Giving Consumers More Control: About The Data
In the US, Acxiom launched AboutTheData.com in summer 2013; considered by some to be an alternative approach to personal data lockers. The website is a consumer-focused web portal that enables consumers to learn more about how their data helps companies create better and more relevant online experiences. Furthermore, the portal enables consumers to see basic data elements featuring significantly more attributes and a wider breadth of sources than any company had ever before made available to consumers at this scale. Once consumers access their data, they can decide if they are comfortable with it, would like to update any elements of it, or opt out – either from online marketing only or from all of Acxiom’s marketing efforts.
“90% of people surveyed want more control of their data.” – DMA (UK)

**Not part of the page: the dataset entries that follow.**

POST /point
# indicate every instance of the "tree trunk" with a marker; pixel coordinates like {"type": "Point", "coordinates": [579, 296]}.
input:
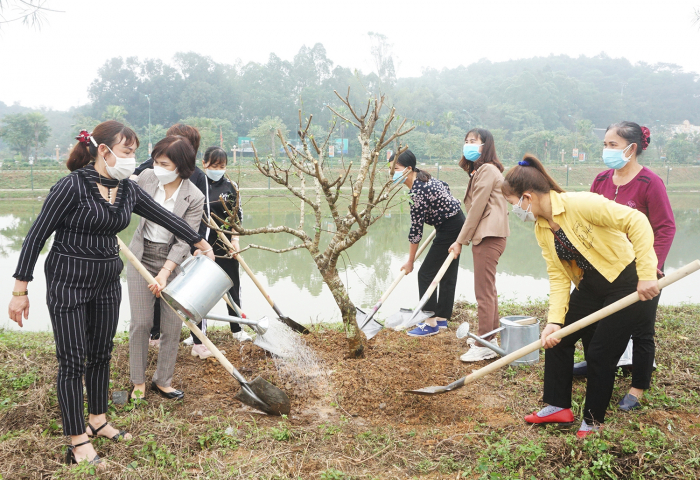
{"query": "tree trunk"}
{"type": "Point", "coordinates": [356, 342]}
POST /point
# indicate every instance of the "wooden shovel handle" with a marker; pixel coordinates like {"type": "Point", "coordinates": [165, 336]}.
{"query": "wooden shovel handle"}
{"type": "Point", "coordinates": [250, 273]}
{"type": "Point", "coordinates": [576, 326]}
{"type": "Point", "coordinates": [403, 273]}
{"type": "Point", "coordinates": [436, 280]}
{"type": "Point", "coordinates": [191, 325]}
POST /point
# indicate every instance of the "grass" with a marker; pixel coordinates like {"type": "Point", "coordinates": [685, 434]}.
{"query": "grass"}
{"type": "Point", "coordinates": [197, 440]}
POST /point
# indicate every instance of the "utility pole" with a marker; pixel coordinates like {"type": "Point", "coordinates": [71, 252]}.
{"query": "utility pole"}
{"type": "Point", "coordinates": [150, 145]}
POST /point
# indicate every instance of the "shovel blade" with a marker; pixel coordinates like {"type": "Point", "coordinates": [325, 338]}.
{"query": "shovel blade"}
{"type": "Point", "coordinates": [371, 328]}
{"type": "Point", "coordinates": [297, 327]}
{"type": "Point", "coordinates": [264, 396]}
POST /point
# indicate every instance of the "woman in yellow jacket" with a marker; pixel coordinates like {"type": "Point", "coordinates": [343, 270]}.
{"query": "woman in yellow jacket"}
{"type": "Point", "coordinates": [607, 251]}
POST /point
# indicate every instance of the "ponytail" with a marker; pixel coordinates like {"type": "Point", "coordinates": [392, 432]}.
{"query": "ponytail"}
{"type": "Point", "coordinates": [421, 175]}
{"type": "Point", "coordinates": [408, 159]}
{"type": "Point", "coordinates": [529, 175]}
{"type": "Point", "coordinates": [109, 133]}
{"type": "Point", "coordinates": [80, 156]}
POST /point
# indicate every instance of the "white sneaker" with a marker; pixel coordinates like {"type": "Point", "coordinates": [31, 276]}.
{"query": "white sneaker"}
{"type": "Point", "coordinates": [242, 336]}
{"type": "Point", "coordinates": [477, 354]}
{"type": "Point", "coordinates": [201, 351]}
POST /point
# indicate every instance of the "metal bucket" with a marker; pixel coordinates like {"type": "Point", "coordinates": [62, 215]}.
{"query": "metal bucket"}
{"type": "Point", "coordinates": [515, 336]}
{"type": "Point", "coordinates": [199, 287]}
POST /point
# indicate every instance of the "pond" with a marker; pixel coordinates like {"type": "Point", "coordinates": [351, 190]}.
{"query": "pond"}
{"type": "Point", "coordinates": [369, 268]}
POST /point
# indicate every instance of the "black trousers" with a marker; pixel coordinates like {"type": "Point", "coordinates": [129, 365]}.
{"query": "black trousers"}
{"type": "Point", "coordinates": [231, 268]}
{"type": "Point", "coordinates": [83, 296]}
{"type": "Point", "coordinates": [442, 300]}
{"type": "Point", "coordinates": [643, 346]}
{"type": "Point", "coordinates": [606, 342]}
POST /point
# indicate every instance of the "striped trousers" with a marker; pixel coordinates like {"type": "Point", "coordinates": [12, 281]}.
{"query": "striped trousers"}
{"type": "Point", "coordinates": [142, 302]}
{"type": "Point", "coordinates": [83, 297]}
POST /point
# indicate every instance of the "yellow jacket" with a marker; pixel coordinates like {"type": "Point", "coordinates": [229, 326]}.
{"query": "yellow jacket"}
{"type": "Point", "coordinates": [609, 235]}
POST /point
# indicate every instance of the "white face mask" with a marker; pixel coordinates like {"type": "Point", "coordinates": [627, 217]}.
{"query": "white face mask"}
{"type": "Point", "coordinates": [164, 175]}
{"type": "Point", "coordinates": [123, 167]}
{"type": "Point", "coordinates": [524, 215]}
{"type": "Point", "coordinates": [215, 175]}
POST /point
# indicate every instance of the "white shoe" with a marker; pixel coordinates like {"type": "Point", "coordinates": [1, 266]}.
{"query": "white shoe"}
{"type": "Point", "coordinates": [477, 354]}
{"type": "Point", "coordinates": [201, 351]}
{"type": "Point", "coordinates": [242, 337]}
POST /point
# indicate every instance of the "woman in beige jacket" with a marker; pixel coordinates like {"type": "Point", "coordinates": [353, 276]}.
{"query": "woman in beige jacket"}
{"type": "Point", "coordinates": [486, 228]}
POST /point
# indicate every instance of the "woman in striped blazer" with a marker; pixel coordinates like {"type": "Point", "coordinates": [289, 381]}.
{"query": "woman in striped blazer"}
{"type": "Point", "coordinates": [87, 209]}
{"type": "Point", "coordinates": [161, 253]}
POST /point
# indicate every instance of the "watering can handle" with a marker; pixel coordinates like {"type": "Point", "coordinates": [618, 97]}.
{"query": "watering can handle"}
{"type": "Point", "coordinates": [135, 262]}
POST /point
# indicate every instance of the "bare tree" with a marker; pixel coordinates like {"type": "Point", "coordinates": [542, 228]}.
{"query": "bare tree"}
{"type": "Point", "coordinates": [367, 199]}
{"type": "Point", "coordinates": [30, 12]}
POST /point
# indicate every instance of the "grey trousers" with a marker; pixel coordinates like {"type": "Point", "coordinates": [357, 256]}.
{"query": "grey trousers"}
{"type": "Point", "coordinates": [142, 301]}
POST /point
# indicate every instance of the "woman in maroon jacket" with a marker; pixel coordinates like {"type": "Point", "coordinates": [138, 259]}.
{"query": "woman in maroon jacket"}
{"type": "Point", "coordinates": [629, 183]}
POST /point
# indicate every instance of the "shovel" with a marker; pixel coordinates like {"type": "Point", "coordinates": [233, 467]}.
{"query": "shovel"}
{"type": "Point", "coordinates": [368, 325]}
{"type": "Point", "coordinates": [574, 327]}
{"type": "Point", "coordinates": [407, 318]}
{"type": "Point", "coordinates": [259, 394]}
{"type": "Point", "coordinates": [291, 323]}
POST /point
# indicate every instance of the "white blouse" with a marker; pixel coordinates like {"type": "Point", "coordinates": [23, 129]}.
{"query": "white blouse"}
{"type": "Point", "coordinates": [152, 231]}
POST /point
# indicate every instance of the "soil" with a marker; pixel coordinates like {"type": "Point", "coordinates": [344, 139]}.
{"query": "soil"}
{"type": "Point", "coordinates": [372, 390]}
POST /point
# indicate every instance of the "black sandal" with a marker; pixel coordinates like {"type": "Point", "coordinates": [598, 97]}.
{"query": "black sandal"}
{"type": "Point", "coordinates": [70, 456]}
{"type": "Point", "coordinates": [115, 438]}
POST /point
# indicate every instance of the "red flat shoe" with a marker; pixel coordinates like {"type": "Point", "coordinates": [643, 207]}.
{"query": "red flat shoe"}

GDPR will bring with it the right to free Subject Access Requests, something aboutthedata.com provides already in the US. Experience from the US has shown that consumers, once they understand the relative low sensitivity of the data, coupled with the fact it is merely being used to provide marketing offers and a better customer experience, are far more likely to understand the value – and adjust and update their data, than they are to opt out; this is by a factor of around 9 to 1 in favour of updating rather than opting out.
Clearly once we can prove the value of data use, pragmatism increases, leading to more accurate, appropriate use for all.